Returns id of the created job.

schedule.set_job_attributes(job_id integer, data jsonb)

Updates properties of the existing job.

Arguments:

  • job_id — identifier of the existing job;

  • data — JSONB object with properties to be edited. The keys and their structure shown in the schedule.create_job function description.

The function returns boolean value:

  • true — properties updated successfully;

  • false — properties not updated.

To update the properties of the job, the user must be superuser or the the owner of the job.

schedule.set_job_attribute(job_id integer, name text, value text || anyarray)

Updates a property of the existing job.

Arguments:

  • job_id — identifier of the existing job;

  • name — property name

  • value — property value

The full list of the properties could be found in schedule.create_job function description. Some values are of array types. They should be passed as an array, but if the value could not be an array, the exception will be raised.

This function returns boolean value — true on success and false on failure.

To update the properties of the job, the user must be superuser or the the owner of the job.

schedule.deactivate_job(job_id integer)

Deactivates job and suspends its further scheduling and execution.

Arguments:

  • job_id — identifier of the existing job;

Returns true on success, false on failure.

schedule.activate_job(job_id integer)

Activates job and starts its scheduling and execution.

Arguments:

  • job_id — identifier of the existing job;

Returns true on success, false on failure.

schedule.drop_job(job_id integer)

Deletes a job.

Arguments:

  • job_id — identifier of the existing job;

Returns true on success, false on failure.

schedule.get_job(job_id integer)

Deletes a job.

Arguments:

  • job_id — identifier of the existing job;

The return value is of type cron_rec. Description of the type can be found in Section F.38.6.

schedule.get_user_owned_cron(username text)

Retrieves list of jobs owned by the specified user.

Arguments:

  • username — user name, optional

Returns a set of records of type cron_rec. These records contain information about jobs owned by user. If user name is omitted the session user name is used. Only superuser can retrieve jobs owned by another user.
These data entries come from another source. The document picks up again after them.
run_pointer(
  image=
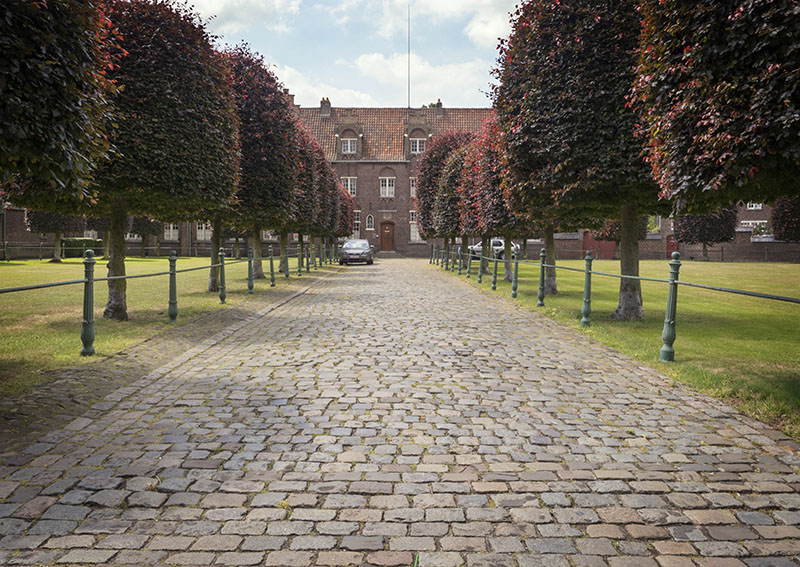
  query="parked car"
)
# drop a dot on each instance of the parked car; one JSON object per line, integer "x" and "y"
{"x": 498, "y": 247}
{"x": 357, "y": 251}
Description of the cron_rec type can be found in Section F.38.6.

schedule.get_user_cron(username text)

Retrieves list of jobs executed by the specified user.

Arguments:

  • username — user name, optional

Returns a set of records of type cron_rec. These records contain information about jobs executed by user. If user name is omitted the session user name is used. Only superuser can retrieve jobs executed by another user.
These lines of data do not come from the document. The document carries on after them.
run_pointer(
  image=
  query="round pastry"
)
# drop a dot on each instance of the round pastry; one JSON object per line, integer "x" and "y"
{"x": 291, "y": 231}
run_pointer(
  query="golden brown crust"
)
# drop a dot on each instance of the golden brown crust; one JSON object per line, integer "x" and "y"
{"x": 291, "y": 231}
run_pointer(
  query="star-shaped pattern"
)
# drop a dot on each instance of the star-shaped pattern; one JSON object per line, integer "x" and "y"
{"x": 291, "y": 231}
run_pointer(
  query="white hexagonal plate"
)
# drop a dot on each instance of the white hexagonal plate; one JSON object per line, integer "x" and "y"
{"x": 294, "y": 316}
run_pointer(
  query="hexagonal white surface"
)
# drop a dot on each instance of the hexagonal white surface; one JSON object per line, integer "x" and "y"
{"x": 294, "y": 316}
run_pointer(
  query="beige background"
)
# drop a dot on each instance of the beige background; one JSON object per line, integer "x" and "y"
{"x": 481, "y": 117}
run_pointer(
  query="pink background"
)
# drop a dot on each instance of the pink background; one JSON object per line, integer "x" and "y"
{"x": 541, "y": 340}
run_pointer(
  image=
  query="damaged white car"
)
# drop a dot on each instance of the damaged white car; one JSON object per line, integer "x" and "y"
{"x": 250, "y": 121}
Description of the cron_rec type can be found in Section F.38.6.

schedule.get_user_active_jobs(username text)

Returns a list of jobs executed in this very moment by the specified user.

Arguments:

  • username — user name, optional

If user name is omitted then the session user name is used. Only superuser can retrieve jobs executed by another user.

The return value is a set of records of type cron_job. Description of the type can be found in Section F.38.6.

schedule.get_active_jobs()

Returns a list of jobs being executed at that very moment. Only superuser can call this function.

The return value is a set of records of type cron_job. Description of the type can be found in Section F.38.6.

schedule.get_log()

Returns a list of all the completed jobs. Only superuser can call this function.

The return value is a set of records of type cron_job. Description of the type can be found in Section F.38.6.

schedule.get_user_log()

Returns a list of the completed jobs executed by the specified user.

Arguments:

  • username — user name, optional

If user name is omitted then the session user name is used. Only superuser can retrieve list of jobs executed by another user.

The return value is a set of records of type cron_job. Description of the type can be found in Section F.38.6.

schedule.clean_log()

Deletes all records with information about completed jobs. Only superuser can call this function.

Returns the number of records deleted.